Ultimately, in a technologising world undergirded by Big Data, we must address the pressing question—how does the prevailing data asymmetry subvert our quest for ethical AI? First, the commercial exploitation of data for algorithms that automate everything from online advertisements to social media feeds and insurance premiums is an opaque exercise. In our ‘black box society’, these critical processes evade regulatory scrutiny through secrecy and active obfuscation [7]. Big Tech companies’ data mining and algorithmic design processes are so complex that they have become incomprehensible to regulators, rendering hollow any requirements for transparency and accountability. Even if such pernicious trends are increasingly condoned, accountability of AI algorithms must not be forsaken as a lost cause [8].

Second, academic research is held to more rigorous ethical standards than that conducted in corporations [9]. Research-intensive universities have multidisciplinary ethical review boards that have oversight of detailed research protocols. Peer-review processes for academic publications also routinely require evidence of ethical research procedures. Such safeguards, even if not entirely failsafe, create a commendable culture of accountability. If academics are granted access to Big Data, they can help raise professional standards around its management, treatment and analysis to enhance fairness and explainability. These efforts can then help translate AI ethics from lofty principles to concrete practices.

To be sure, technology companies are not immune to such criticisms and in a bid to boost their corporate social responsibility efforts, have sought to share some of their data through collaborations with research institutions. The Partnership on AI created in 2016 by several Big Tech companies is one such effort, although some partners have complained about the lack of achievements and progress [10]. Big Tech companies are also heavily involved in funding and participating in AI research conferences, where transparency norms and peer-review processes help lift the veil over some of their Big Data projects. However, such arrangements and initiatives are piecemeal and undertaken on terms that weigh decidedly in favour of the companies’ interests.

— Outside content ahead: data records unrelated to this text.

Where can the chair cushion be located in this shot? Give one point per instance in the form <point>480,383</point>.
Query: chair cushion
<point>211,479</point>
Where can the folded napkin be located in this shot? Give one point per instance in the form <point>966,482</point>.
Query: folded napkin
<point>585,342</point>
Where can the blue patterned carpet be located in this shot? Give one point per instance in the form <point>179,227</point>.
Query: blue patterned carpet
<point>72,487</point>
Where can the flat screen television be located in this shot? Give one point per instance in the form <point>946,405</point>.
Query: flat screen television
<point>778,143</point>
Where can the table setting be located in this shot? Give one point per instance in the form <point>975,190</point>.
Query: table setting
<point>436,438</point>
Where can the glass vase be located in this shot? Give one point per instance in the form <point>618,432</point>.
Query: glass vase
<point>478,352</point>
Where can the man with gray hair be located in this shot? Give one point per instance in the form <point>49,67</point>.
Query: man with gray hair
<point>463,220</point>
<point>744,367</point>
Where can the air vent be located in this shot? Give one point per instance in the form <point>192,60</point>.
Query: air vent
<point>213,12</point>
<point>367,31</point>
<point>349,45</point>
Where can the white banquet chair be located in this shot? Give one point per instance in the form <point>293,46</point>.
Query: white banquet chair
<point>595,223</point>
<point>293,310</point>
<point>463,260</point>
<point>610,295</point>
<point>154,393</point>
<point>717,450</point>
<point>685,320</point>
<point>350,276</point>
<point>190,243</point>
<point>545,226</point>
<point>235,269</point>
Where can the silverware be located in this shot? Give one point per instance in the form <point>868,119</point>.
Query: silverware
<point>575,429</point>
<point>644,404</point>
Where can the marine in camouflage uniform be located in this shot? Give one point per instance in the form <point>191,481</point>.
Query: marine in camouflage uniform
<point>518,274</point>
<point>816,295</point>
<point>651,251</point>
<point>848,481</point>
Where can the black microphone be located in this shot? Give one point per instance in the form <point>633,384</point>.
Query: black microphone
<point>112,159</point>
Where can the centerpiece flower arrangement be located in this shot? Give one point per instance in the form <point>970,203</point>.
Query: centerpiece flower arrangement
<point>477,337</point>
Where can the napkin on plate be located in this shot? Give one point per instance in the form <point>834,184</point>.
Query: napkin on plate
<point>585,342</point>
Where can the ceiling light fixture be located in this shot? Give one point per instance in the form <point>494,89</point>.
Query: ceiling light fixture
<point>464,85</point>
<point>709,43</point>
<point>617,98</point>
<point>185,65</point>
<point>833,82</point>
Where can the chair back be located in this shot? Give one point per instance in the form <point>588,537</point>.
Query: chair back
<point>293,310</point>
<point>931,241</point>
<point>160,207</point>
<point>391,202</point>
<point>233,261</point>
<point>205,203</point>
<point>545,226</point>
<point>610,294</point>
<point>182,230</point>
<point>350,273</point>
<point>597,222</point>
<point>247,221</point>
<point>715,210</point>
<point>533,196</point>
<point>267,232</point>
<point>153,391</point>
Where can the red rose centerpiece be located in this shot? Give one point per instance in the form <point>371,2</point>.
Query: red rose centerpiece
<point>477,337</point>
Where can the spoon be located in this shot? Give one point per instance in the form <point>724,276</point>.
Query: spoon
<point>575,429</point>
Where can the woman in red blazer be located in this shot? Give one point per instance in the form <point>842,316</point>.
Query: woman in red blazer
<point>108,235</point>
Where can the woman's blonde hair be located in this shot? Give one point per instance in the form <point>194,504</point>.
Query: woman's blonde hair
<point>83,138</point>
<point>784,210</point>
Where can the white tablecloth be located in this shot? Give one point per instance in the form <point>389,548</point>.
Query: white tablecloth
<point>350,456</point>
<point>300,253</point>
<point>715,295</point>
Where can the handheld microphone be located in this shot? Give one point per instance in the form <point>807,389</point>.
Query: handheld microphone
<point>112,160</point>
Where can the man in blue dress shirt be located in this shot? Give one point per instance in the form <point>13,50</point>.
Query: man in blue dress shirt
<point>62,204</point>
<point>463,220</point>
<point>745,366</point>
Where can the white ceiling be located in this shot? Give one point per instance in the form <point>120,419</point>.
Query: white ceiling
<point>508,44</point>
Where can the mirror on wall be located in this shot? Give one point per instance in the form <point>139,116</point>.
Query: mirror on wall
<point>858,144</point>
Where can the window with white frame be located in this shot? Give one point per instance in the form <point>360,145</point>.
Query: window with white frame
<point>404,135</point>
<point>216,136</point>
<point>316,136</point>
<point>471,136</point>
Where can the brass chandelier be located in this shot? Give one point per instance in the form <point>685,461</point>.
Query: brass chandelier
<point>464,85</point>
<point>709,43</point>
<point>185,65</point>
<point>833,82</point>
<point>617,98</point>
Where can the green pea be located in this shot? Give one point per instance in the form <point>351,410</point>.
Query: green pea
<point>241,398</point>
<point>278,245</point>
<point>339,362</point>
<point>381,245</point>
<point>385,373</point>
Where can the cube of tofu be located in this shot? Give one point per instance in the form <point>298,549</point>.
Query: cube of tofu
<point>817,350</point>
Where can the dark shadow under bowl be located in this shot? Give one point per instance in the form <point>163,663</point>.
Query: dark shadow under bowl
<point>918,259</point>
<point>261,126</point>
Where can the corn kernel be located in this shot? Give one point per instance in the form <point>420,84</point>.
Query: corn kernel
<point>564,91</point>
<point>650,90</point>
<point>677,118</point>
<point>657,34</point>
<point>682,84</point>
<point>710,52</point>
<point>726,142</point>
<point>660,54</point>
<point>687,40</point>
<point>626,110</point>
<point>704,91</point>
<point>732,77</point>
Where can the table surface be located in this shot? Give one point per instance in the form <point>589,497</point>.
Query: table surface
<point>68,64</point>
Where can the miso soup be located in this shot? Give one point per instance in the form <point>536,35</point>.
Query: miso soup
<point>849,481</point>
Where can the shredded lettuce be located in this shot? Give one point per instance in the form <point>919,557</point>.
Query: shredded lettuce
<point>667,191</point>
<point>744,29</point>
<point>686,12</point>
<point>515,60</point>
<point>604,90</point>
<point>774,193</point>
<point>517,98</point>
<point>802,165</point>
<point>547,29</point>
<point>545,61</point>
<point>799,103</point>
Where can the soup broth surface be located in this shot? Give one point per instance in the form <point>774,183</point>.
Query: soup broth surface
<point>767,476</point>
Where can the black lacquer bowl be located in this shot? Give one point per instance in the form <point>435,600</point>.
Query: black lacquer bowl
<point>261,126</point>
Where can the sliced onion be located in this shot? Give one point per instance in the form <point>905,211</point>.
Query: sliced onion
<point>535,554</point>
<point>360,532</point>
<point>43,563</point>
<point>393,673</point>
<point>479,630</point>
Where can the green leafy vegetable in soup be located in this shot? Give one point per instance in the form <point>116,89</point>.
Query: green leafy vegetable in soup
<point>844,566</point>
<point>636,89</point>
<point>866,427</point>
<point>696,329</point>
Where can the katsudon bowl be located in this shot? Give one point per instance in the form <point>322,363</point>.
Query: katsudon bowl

Finally, all commodities in our societies are regulated and taxed for good reason. We must therefore ask ourselves why in our current Digital Gilded Age, one of the most valuable commodities of all––data—is effectively not regulated beyond individual privacy. Mandating some levels of data sharing could be achieved through the concept of ‘Open Data’, which borrows some of its tenets from the open-source software, open design, open knowledge and open access movements. Some governments have also recognised the societal benefits of making data available through national online portals. Initiatives by the open-source culture movement aim to make freely available a range of innovations, including software source code and hardware designs, to promote wider adoption and further refinement. Thanks to the collective ingenuity of developers, numerous hardware and software developments have achieved exemplary outcomes. For instance, the Linux computer operating system is widely recognised as the most successful and secure ever programmed and is widely used by commercial firms in data centres and to power the Internet of Things.

In totality therefore, when we regard the shifting contours of our Big Data society, private entities continue to gorge on data of the highest quality, while states and research institutions that seek data for the collective good must settle for vastly inferior ‘data dregs’. As the amount of data society generates grows exponentially, we must reckon with the current data asymmetry becoming even more lopsided. If the existing quasi-monopolistic and proprietary model for Big Data persists, substantial societal benefits will fail to materialise. Regrettably, so will our quest for ethical AI.